Immunological basis of systemic sclerosis
Division of Immunology and Allergy, Département de médecine, Centre Hospitalier Universitaire Vaudois (CHUV), Lausanne, Switzerland.
Correspondence to: Dr Jean-Philippe Zuber, Division of Immunology and Allergy, CHUV, BH 18/707, 1011 Lausanne, Switzerland. E-mail: jean-philippe.zuber{at}chuv.ch
Systemic sclerosis (SSc) is a disease of unknown aetiology characterized by excessive and often progressive fibrosis in skin and multiple internal organs, an aberrant immune activation marked by multiple humoral and cellular immunological abnormalities and pronounced alterations in the microvasculature.
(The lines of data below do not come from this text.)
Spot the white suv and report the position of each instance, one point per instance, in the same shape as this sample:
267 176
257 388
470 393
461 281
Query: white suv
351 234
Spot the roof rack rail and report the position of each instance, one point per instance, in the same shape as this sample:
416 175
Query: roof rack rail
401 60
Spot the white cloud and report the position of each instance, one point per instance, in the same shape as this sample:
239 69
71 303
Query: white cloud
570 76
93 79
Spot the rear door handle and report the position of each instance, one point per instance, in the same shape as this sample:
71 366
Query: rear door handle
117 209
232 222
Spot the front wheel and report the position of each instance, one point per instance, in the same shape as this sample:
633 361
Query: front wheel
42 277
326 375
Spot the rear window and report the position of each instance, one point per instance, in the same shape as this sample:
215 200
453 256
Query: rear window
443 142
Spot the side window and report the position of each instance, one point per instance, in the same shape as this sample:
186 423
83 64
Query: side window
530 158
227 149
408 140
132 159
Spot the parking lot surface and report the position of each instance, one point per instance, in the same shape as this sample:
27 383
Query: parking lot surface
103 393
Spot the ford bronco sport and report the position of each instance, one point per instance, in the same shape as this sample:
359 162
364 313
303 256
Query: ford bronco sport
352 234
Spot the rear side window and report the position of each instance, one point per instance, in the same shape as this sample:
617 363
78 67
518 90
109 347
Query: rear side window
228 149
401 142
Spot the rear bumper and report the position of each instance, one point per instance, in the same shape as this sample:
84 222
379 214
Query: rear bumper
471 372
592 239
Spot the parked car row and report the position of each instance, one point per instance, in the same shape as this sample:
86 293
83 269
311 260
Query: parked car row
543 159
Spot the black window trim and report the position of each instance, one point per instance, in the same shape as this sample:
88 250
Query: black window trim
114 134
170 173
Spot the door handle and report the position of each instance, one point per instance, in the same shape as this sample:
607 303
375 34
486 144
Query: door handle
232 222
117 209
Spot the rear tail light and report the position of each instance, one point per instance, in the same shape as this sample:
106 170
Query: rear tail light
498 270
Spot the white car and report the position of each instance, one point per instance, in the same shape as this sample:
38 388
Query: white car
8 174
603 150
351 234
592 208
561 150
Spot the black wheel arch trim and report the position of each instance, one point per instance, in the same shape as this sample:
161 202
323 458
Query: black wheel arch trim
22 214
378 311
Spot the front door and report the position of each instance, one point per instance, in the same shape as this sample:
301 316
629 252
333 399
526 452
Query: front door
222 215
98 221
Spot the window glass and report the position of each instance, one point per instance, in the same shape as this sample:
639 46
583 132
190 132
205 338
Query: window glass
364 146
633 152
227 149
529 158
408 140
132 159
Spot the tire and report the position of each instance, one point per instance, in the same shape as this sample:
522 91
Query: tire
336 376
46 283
The pathogenesis of SSc is complex and, although progress in the understanding of the multiple processes underlying SSc has been made in recent years, no single unifying hypothesis explaining all aspects of this disease exists. Recent studies have suggested that the activation of the immune system is a key stimulus to vascular abnormalities and fibrosis. Once T-cells are activated, they infiltrate the skin lesions early, and produce the profibrotic cytokine IL-4. They are also required for autoantibody production. B-cells may contribute to fibrosis, as deficiency of CD19, a B-cell signal transduction molecule, results in decreased fibrosis in animal models. In recent years, clinical advances have occurred in parallel with a better understanding of the underlying disease mechanisms. In this article, the immunological aspects and multiple altered immunological processes found in SSc are discussed.